Although Anderson meets the fate that befalls many pre-Stonewall homosexuals in American literature (it can't be too much of a spoiler to reveal he kills himself rather than let disgrace befall him and his family), I was surprised by the amount of sympathy Anderson's senatorial friends showed him, both before and after his suicide. Knowing the allegations against him and that, in Anderson's words, "they may be" true, his friends still vow to support him, and after his death they want to avenge his honor. I was also surprised by Drury's seemingly sympathetic view of homosexuality. In one passage, he has Anderson reflecting on his life and thinking that "he was a good father, a good [...] husband, a good servant, a good Senator, and a good man; and central to all this, in a way he understood thoroughly in his own nature, was the episode in Honolulu." Perhaps not such a radical message only ten years before Stonewall, but not one I expected to find in a book published in 1959.

Read what I thought about Otto Preminger's 1962 film version of this book.
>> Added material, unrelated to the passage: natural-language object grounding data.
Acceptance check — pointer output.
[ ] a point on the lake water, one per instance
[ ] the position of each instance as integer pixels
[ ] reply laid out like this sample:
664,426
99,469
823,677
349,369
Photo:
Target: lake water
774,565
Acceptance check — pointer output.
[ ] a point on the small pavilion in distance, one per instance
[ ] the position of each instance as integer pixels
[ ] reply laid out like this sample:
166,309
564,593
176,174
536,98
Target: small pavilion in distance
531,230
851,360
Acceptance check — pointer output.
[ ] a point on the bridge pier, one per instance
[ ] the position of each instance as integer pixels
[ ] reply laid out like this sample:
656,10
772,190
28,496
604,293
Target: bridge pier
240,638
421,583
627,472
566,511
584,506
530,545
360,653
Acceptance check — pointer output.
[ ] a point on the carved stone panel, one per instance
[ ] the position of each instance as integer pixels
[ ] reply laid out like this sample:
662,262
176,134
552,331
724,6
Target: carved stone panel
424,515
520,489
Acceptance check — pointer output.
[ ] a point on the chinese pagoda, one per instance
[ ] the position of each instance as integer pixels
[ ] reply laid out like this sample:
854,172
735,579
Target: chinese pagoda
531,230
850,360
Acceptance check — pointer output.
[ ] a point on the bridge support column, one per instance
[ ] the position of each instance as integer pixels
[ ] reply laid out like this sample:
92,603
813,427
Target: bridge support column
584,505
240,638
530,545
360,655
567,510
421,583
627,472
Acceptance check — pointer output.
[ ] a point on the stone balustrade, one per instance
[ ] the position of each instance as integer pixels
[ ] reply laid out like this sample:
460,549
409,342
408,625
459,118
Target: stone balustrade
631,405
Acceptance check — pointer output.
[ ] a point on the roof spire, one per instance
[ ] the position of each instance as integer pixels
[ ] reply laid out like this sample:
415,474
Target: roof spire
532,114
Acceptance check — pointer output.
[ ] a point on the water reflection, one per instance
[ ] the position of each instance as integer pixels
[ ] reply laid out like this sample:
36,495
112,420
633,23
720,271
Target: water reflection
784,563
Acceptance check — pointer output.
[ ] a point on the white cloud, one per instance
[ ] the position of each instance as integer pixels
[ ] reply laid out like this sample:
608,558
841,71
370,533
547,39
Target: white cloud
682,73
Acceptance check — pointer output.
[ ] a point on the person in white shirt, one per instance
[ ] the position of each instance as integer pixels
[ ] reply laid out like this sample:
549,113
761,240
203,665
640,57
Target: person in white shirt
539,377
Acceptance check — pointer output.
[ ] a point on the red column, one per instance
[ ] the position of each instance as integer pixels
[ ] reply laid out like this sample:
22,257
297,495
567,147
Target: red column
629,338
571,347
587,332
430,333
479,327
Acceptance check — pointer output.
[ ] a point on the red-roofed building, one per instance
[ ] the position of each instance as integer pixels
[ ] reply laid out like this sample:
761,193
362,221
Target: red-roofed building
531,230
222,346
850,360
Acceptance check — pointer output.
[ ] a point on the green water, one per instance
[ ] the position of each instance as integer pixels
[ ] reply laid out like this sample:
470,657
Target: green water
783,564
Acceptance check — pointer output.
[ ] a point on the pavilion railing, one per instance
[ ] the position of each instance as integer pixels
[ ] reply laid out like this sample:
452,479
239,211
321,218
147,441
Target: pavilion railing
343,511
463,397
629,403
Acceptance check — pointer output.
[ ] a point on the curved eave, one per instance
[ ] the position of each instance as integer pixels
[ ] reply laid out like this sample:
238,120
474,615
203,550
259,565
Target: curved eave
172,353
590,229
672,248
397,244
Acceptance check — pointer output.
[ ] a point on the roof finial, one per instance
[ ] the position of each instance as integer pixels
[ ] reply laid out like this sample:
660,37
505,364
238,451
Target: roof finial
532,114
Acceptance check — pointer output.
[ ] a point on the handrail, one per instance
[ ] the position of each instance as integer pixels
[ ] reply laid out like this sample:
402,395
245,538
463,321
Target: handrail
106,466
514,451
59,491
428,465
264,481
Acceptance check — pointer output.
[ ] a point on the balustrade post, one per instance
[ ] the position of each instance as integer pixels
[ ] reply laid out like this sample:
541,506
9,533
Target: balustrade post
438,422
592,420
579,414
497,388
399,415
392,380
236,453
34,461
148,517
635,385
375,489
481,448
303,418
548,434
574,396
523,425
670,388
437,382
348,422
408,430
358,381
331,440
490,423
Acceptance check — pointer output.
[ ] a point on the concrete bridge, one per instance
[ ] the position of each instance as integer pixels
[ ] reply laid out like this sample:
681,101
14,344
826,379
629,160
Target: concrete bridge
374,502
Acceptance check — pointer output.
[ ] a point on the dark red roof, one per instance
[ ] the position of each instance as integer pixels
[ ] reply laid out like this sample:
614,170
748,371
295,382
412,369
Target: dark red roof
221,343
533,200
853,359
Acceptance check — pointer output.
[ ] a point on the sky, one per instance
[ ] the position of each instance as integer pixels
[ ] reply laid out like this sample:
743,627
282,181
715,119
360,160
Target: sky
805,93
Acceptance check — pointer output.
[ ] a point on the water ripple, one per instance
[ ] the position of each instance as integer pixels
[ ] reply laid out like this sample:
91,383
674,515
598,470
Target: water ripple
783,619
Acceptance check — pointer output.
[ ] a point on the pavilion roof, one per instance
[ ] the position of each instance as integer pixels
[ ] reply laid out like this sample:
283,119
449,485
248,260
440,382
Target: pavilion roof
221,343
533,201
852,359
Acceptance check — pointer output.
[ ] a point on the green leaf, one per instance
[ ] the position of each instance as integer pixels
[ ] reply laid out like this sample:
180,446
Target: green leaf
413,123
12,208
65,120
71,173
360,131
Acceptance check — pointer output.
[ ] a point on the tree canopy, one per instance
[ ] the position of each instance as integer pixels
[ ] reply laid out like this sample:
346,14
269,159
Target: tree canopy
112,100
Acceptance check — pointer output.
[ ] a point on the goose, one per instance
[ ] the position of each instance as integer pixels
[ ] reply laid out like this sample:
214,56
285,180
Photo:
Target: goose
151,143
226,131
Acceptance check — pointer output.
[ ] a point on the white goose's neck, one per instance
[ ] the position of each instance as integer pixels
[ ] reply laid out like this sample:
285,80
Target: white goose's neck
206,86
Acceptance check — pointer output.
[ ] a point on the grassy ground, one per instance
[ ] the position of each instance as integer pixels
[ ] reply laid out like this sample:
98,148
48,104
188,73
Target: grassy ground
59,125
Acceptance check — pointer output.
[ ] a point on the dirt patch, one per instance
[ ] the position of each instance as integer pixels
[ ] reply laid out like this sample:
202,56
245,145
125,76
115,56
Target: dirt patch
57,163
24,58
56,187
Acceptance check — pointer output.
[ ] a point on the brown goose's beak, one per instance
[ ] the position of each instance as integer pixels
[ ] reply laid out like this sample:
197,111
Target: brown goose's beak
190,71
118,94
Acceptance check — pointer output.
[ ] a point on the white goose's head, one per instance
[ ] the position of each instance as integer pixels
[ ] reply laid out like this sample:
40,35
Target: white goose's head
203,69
2007-06-18 0375423486 Fellow Travelers Mallon, Thomas  
  I'd never heard of Thomas Mallon before hearing about this book, one that apparently fits in with Mallon's other works of historical fiction, in which he sets a story he's created amongst actual events. In this case the story is a gay love story of sorts, and it's set in 1950s Washington in the midst of McCarthyism at its height. The book's title, Fellow Travelers, is a term often applied to Communist sympathizers, who were of course Joe McCarthy's primary target, but in this case the term applies more to the novel's protagonist, Hawkins Fuller, a WASPy State Department employee, and his Irish Catholic congressional staffer lover Tim Laughlin, examples of a secondary target of McCarthy's. Mallon does a good job of setting the tone of early 1950s America, and his characters are conveniently but realistically placed to position us amongst the players in the politics of the Army/McCarthy Hearings and subsequent events. I was quickly engrossed by the story, feeling sympathy primarily for Laughlin because of his conflictedness over his Catholicism and his growing love for Fuller. The last third of the novel, after the main activity both with McCarthy's hearings and between Laughlin and Fuller had subsided, I found less compelling, but even so, by the end of the novel I had some sympathy also for Fuller, a product of his culture and times.
2007-04-19 0807407488 Aleph Isn't Enough: Hebrew for Adults (Book 2) Motzkin, Linda HEB101
  This is the second book used in the Hebrew class I'm taking. We don't use it until April 19th. I'll write more about it then.